Questo viaggio nel tempo è reso possibile anche dalla musica composta da Mathieu Dubois. Nell’arco dei vari stage, verrai accompagnato da una colonna sonora leggermente tensiva, ma che non ostacola il momento di riflessione sulla prossima mossa. Le cose cambiano un po’ durante la Crumble Mode e la tensione aumenterà non solo a causa della caduta delle caselle.
Il gioco attualmente non è localizzato in italiano, ma le meccaniche sono facilmente comprensibili anche per chi ha un inglese base, quindi non lasciarti scoraggiare da questa mancanza.
In conclusione
Gambonanza dà una ventata d’aria fresca al gioco degli scacchi e lo rende un po’ più alla portata di tutti perché permette di vedere le possibili mosse e risposte dell’avversario. Inoltre, ti dà il brivido della scommessa senza però rischiare di perdere soldi veri: gli unici euro che dovrai usare sono per l’acquisto del gioco che potrai trovare su Steam a 14,99€ , ma anche su Apple Store e Google Store a 5,99€ a partire dal 1 maggio 2026.

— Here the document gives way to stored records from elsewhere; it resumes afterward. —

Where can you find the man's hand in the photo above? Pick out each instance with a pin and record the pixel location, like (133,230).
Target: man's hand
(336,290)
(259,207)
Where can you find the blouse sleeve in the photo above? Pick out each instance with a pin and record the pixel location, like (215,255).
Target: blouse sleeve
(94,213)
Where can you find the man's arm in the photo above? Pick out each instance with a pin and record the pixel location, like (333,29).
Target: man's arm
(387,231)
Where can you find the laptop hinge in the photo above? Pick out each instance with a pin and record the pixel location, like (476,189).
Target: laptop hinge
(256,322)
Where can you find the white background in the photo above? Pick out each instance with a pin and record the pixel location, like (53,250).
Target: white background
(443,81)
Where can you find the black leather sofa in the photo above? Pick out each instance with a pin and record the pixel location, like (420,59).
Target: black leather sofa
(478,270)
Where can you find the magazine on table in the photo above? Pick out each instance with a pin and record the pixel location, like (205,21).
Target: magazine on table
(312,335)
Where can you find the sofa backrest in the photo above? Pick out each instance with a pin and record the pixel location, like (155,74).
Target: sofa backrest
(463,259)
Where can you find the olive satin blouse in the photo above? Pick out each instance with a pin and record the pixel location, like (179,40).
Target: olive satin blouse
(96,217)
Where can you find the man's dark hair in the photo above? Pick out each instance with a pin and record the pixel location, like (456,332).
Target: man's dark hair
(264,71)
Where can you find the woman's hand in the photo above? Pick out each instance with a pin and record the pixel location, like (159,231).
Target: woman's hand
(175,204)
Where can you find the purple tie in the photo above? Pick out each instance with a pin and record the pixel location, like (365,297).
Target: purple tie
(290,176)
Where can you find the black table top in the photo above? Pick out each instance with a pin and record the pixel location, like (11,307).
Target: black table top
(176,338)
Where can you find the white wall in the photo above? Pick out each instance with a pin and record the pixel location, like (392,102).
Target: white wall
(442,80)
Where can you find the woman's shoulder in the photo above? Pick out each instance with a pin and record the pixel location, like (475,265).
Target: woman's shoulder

Per concludere, sono rimasta molto soddisfatta da questo videogioco e penso possa avvicinare le persone al mondo degli scacchi senza spiegazioni lunghe e tediose, ma solo attraverso la pratica e imparando dai propri errori. Pertanto, lo consiglio sia a chi ama gli scacchi sia a chi è neofita, perché è un ottimo modo per tenere la mente allenata e imparare a essere più pazienti, ma soprattutto perché, ingranata la marcia, poi ti divertirai un sacco e non potrai farne a meno!
Nerdando in breve
Gambonanza è un roguelike con gli scacchi che tiene la mente allenata, ma divertendoti un sacco, soprattutto grazie alle combinazioni folli di potenziamenti. Un titolo consigliato sia agli appassionati di scacchi sia a chi ci si avvicina per la prima volta, perché lo spasso è garantito.